Forgotten Knowledge, Humans and AI
How many books never made it to digital? What gaps do we have in either our information or knowledge?
TLDR;
Lots of knowledge exists in copyrighted books, not accessible to search engines and LLMs
Many mental models exist and research has already been done that you may not be aware of
We need to think about the information and knowledge gaps in the sources we have
While doing some research into software development, I chanced upon a book published in 1980 called “Software Psychology”. Buying it on a whim at $20 shipped, it was full of insights and surprises.
What the book made me question was not AI or people capability, but coverage. What knowledge exists, what knowledge is visible, and what knowledge has quietly disappeared or been forgotten.
On the initial skim, I found:
- In 1977, a commercial company existed building natural language queries on databases
- Psychological challenges of using natural language and chatbots. The original chatbot, Eliza, was written in 1966!
- Code review processes which factor in reviewer learning (IMHO - this helps with knowledge transfer and reducing key person risk)
- Halstead’s software science - foundational work in measuring software attributes
- English is ambiguous, and has limitations when querying complex systems with incomplete information and potential human bias (this sounds very relevant to AI hallucinations!)
I decided to go down the rabbit hole looking at LLMs blind spots to books, copyrighted information, proprietary information in companies and people’s knowledge that hasn’t been written down anywhere.
No model trained primarily on the web can access what was never made visible. It’s a definite information gap in many of the LLMs we use today. Even Larry Ellison, CEO of Oracle, is talking about needing the private and commercial information
This was a “that’s interesting” moment for me, the blind spot of what’s missing, and after a bit more searching came across terms like “Dark Knowledge” and “Information Amnesia”.
“Dark knowledge” does not mean secret, just that it exists and invisible if you don’t look for it. There are many causes such as undigitised books, abandoned research paths, tacit organisational memory, and ideas that never survived a tooling or funding transition. These are gaps in current thinking or information because we don’t know they exist, or has just been forgotten.
Some of this loss is informational like books, papers, presentations, reports, and source code. Some loss can be knowledge, that only ever existed in practice, context, and human judgment. Often tacit knowledge and experience was never written down in the first place.
I think there is a systemic blind spot on certain types of information and trapped knowledge.
The “forgetting” is a byproduct of complex systems, delivery pressures and communication overhead.

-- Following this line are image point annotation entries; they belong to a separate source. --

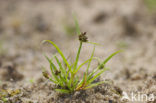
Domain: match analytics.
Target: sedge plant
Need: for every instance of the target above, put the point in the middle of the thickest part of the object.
(65, 75)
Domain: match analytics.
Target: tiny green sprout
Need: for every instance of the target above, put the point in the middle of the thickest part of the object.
(65, 74)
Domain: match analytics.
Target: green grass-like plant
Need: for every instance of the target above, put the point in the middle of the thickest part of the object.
(65, 74)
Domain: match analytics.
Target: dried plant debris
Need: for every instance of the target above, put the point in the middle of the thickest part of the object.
(10, 73)
(135, 74)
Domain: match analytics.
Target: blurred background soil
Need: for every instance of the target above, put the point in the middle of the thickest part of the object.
(116, 24)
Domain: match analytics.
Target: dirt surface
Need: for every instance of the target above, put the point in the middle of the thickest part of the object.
(115, 24)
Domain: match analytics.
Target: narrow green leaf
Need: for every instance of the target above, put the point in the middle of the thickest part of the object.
(85, 62)
(63, 71)
(97, 75)
(77, 25)
(94, 43)
(77, 57)
(63, 91)
(90, 59)
(94, 85)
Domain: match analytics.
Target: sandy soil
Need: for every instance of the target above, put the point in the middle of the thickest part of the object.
(116, 24)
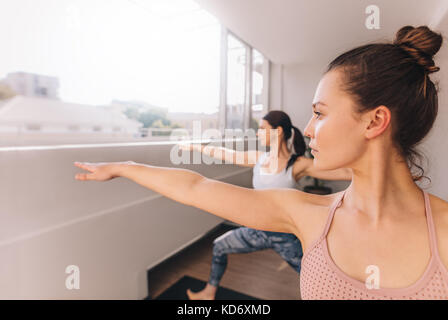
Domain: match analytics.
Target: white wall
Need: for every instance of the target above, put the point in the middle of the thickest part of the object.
(114, 231)
(299, 84)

The following quote was in the book, from an even older book, The Myth of the Machine (1970): Those who are so fascinated by the computer’s lifelike feats - that they would turn into the voice of omniscience, betray how little understanding they have of either themselves, their mechanical-electrical agents or the possibilities of life”

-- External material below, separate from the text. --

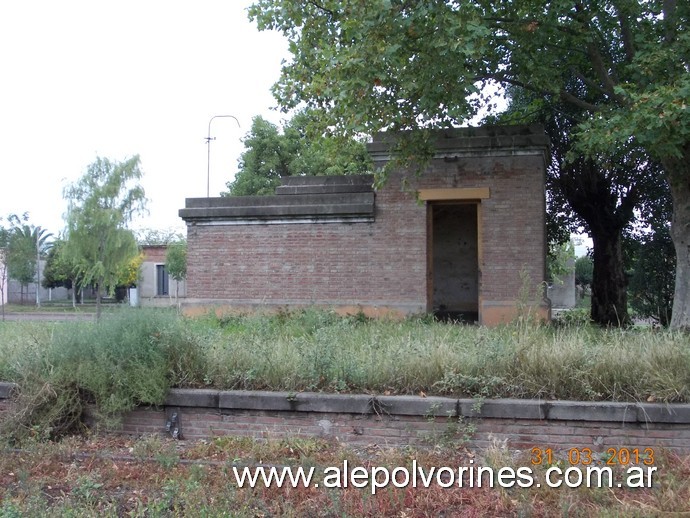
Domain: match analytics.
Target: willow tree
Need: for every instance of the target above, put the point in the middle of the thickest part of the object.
(100, 206)
(406, 65)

Down another rabbit hole, from this quote above, lead to the next big word I had to look up “anthropomorphism”. This is when people attribute human characteristics, emotions, or behaviors to non-human entities like animals, objects or natural phenomena. This is I think the blessing and the curse of many LLMs, they sounds like confident humans, and there can be more trust than is warranted in the outputs. Simon Wardleys calls LLMs “Coherence engines, not Truth engines”. We’ve also seen this pattern of thinking with “magic” methodologies or tools that are going to 10x our productivity, but didn’t factor people, their learning or motivations.

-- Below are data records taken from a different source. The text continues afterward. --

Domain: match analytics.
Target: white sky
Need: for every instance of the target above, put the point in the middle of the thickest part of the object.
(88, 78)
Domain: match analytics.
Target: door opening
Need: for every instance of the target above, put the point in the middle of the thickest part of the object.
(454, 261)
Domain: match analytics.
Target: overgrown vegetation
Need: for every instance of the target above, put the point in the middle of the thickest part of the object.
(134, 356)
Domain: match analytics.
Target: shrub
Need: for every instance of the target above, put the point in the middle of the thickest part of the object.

Coming back to the psychology aspect of software, which is why I bought the book, there are many other classic texts I’ve reread, like “Mythical Man Month” and “Peopleware”, which have similar “That hasn’t really changed in the last few decades feel to it”. Things like team sizes, communication overhead and efficiency, distractions and deep work are still challenges, with some probably timeless solutions, not solved by technology.
So, if we build software, systems and AIs, on what we remember, not what we once knew, we need to think more about the limits and gaps.
Many development teams I’ve spoken with talk about maintenance being difficult to plan and budget for, skills and knowledge transfer is difficult to fit into release schedules, and people leaving teams or companies compounds this challenge.
Part of the solution to knowledge gaps is visibility, awareness and focus, but for many people, these factors can compete directly with delivery pressures and shorter term incentives. This is a structural, not technical, challenge.
It seems like part of the solution is critical thinking about “what are we missing?” and now we can build fast, remembering that we still have to focus on the right outcome and that maintenance for a long running product is where the effort really is.